The Oil and Gas Price Shock Will Cause Inflation
Oct 07, 2021
The common refrain for oil, told to me by a senior equity research analyst in the oil and gas sector, is that "the cure for high prices is high prices. The cure for low prices is low prices."
In effect, oil will normalize. Normally (ha!) that's true. However, the problem this go around is that oil is being supported by high gas prices. This winter, power plants may consider burning oil, when historically they depended on natural gas.
The problem is - the natural gas to oil equivalent price is...$250/barrel of oil. If oil is at $75, it is just cheaper to burn it. But the more oil that is burned, the less oil available for everything else. As long as supply exceeds demand, this is not a problem.
When demand exceeds supply - more oil will come online, as has happened every other time. But when? The problem is - after a year of COVID, people no longer believe that things will necessarily stabilize quickly, and they know that prices will continue to go up, because the past year has trained them that ALL PRICES go up (as a result of the money supply increasing constantly).
Therefore, they will not slow down their buying. The governments must step in and try to stabilize the situation - but they are also the ones causing the problems in the first place by printing money due to COVID. Too much money chasing too few goods => inflation.

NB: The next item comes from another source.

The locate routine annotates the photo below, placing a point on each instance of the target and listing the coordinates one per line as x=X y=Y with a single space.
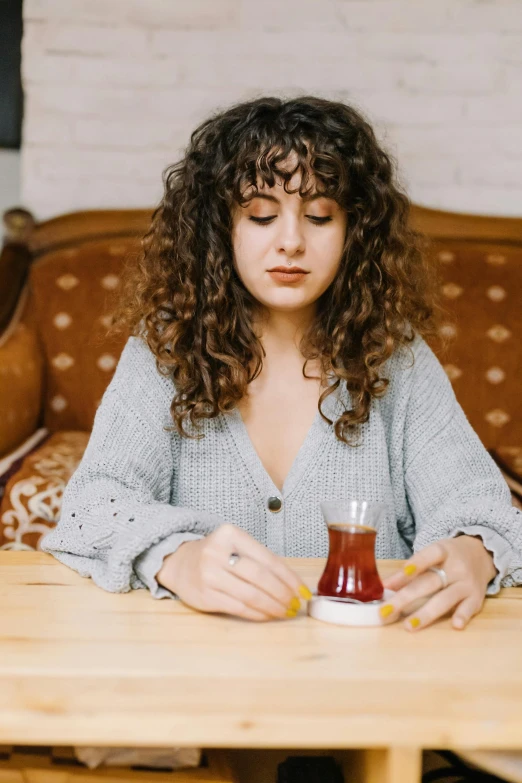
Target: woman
x=278 y=316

This is a huge problem - because oil is a key input for SO MANY other products. If oil stays high, all those products must become more expensive - creating shortages. Even food. The CIA has revealed that the key predictor in their models of civil unrest is food prices - and food prices are dictated in large part by oil prices. Just as for people, companies can survive in a steady state because things are predictable. But toss in wild fluctuations in pricing, and they don't know what to do - they can't. Should they buy more inventory? What if they can't sell it? What price should they set, and how often should they change it?
Hence you can see how oil prices are one of the biggest possible shocks to an economy, second to the printing of money itself.
Many "experts" claim that automation helps firms survive inflation. We don't believe that to be the case in that under extreme inflation conditions, labor is relatively cheap, and machines can become expensive due to their lack of adaptability, need for on-demand servicing and parts, etc. In our view, a cost-benefit analysis must be done at different expected levels of inflation.